Watch the Paldi Heritage Minute.
“Women like Bishan immigrated to Canada during an era of uncertainty for Asian Canadians. In the face of anti-Asian sentiments and policies, the Mayo Lumber Company was established by Sikh lumbermen in 1917 and employed South Asian, Chinese, Japanese, and white Canadian workers,” Historica Canada states on YouTube. “The workers and their families called Paldi home until the 1980s.”
Paldi’s population peaked at around 1,500. Thanks to Joan Mayo, who married Kaur and Mayo Singh Minhas’s oldest son, many photos from the town’s history survived. They reveal a community in which people of different races worked, played, and attended school together.

Paldi history available in print and on film
The story of Paldi is described in greater detail in the National Film Board documentary Unarchived. Other histories have been published in the Vancouver Island Free Daily and the South Asian Post.

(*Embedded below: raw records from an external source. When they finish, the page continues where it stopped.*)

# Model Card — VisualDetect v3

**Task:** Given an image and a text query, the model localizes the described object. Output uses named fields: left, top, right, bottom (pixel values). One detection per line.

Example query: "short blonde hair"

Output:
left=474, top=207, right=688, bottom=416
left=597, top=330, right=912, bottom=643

The South Asian Post article, which was provided by MOSAIC B.C., noted that Bishan Kaur spoke no English when she arrived in Canada. However, she “soon picked up the international dialect unique to Paldi’s various nationalities”. Bishan Kaur and her husband had eight children, though sadly, one died from burns in a fire and another passed away after contracting spinal meningitis.
Moreover, that article pointed out that Bishan Kaur and her husband were generous donors to health charities.
Another interesting insight into Paldi was provided by Nimrit Basra in 5X Press. Her mother’s family immigrated to Crofton on Vancouver Island in the 1960s and would travel to the gurdwara in Paldi. While there were happy memories, it wasn’t all sweetness and light.
“The fears and experiences of racism that were faced by new immigrant families did not disappear when they entered Paldi, especially considering how many families resided in neighbouring towns,” Basra wrote.
In addition, she pointed out that immigrants worked dangerous jobs in the mill for far less compensation than what Canadian-born workers were paid for the same type of work.
One who’s worked hard to elevate awareness of Paldi is Satwinder Kaur Bains, director of the South Asian Studies Institute at the University of the Fraser Valley. She wants people to know that South Asiams have deep roots in the province. Yet they’ve largely been overlooked in official histories.
“We were everywhere in B.C….but we were seen nowhere,” Bains says in Unarchived. “I’m an optimist so I don’t sit and wait for someone to do this work.”
The Paldi Heritage Minute is also available in Punjabi.